God with us: sermon on Corpus Christi
By a Dominican Friar | 18 June 2025

“This is the bread that came down from heaven.”
If there is one thing that the Scriptures teach us, it is that almighty God desires to be with His people. Thus, in the Old Testament, we read about a person called Wisdom. Wisdom was the name given to the second person of the Blessed Trinity, before He became incarnate as Jesus Christ. Wisdom describes how during creation He was with the Father, forming all things, “playing before him at all times.” But He adds, “My delights were to be with the children of men.”
Accordingly, when the first man and first women were formed and placed in the garden of Eden, we find that God in some mysterious way comes to join them. He walks in the garden, and they hear His voice, and at least until they have committed the first sin, they are not afraid.
Of course, after the Fall, much of this familiarity of God with man passes away: not that His wish to be with us grew less, but that we were less able to bear it. Yet, when He forms a people for Himself from the descendants of Jacob and brings them out of Egypt with Moses, He is there in the midst of them. How so? He tells them to make a tabernacle. The tabernacle was a beautiful tent that served as a portable temple. We read that when it was made, “The cloud covered the tabernacle, and the glory of the Lord filled it.”
But all that was just a preparation for what our Lord Jesus Christ, Wisdom incarnate, did on the last night of His earthly life. He took bread and broke it and took wine and blessed it, and made them into His Body and Blood. He thus instituted the Blessed Sacrament. Ever since then, this has been the new and more perfect way in which God dwells with His people.
For how long does the presence of Christ in the Blessed Sacrament last? Is it just during the time of Mass, or perhaps just during the time of Holy Communion? No. After all, if the Jewish tabernacle was filled with a cloud of glory throughout their journey in the desert, how much more will God bless our churches with His presence? One of His names is Emmanuel, which means “God with us”. He has promised, “I am with you all days, even to the end of time”. Wherever the Blessed Sacrament is reserved, God is with His people. And instead of just one tabernacle, as God’s people had of old, we now have many thousands.

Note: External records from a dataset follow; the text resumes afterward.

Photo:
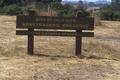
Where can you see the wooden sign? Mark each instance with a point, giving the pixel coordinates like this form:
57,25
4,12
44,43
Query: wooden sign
54,33
49,25
65,23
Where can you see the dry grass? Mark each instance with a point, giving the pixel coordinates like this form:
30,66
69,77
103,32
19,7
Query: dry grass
55,56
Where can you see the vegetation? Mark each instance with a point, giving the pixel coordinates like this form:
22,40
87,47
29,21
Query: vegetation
110,12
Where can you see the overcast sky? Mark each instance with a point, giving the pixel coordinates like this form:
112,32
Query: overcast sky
83,0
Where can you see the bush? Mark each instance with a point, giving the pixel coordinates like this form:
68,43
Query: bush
12,9
110,15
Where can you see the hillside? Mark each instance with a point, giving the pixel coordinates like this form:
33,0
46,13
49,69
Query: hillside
54,57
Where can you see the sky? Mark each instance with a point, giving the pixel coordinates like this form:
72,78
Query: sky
86,0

But what is Christ’s life in the Blessed Sacrament? What does He do there? For He is certainly not inert, nor is He sleeping, as once He slept on the sea of Galilee. In his Apocalypse, St John has a vision of “a Lamb with seven horns and seven eyes”, being worshipped by many “angels” and “living creatures”. This is a symbol of our Lord’s life in the tabernacle. He is worshipped by many angels, who are always present in our churches, and I hope He is being worshipped by us, the living creatures. What about the seven horns and eyes? “Horn” in Scripture is an image of power, and seven is the number of perfection. So, the seven horns of the Lamb mean that He has all power; the seven eyes means His perfect knowledge of all that happens. Not only from heaven, but from His place in the Blessed Sacrament, Christ is ruling over the nations of the world.
How does He do this? I know a person who was brought up without any religion, unbaptised herself, born from unbaptised parents, and living in a Communist country. One day, she was walking through the streets of her capital city when on a sudden impulse she entered a church, though she knew nothing about it and no one there. Not long afterwards, she was baptised as a Catholic, and now she is a Dominican tertiary. What had happened? From the tabernacle Christ spoke to her heart, and drew her into His Church. And from each of His tabernacles, our Lord is constantly sending actual graces to those who come to pray but also to those in the streets outside and in the houses roundabout. His “delights are to be with the children of men.”
Finally, what is all this tending to? If our Lord remains in the Blessed Sacrament, it is to accustom men to dwell with God. This is what St John sees at the end of the Apocalypse: the “new Jerusalem comes down out of heaven, and a great voice from the throne says: Behold, the tabernacle of God with men, and he will dwell with them. And they shall be his people: and God himself with them shall be their God.”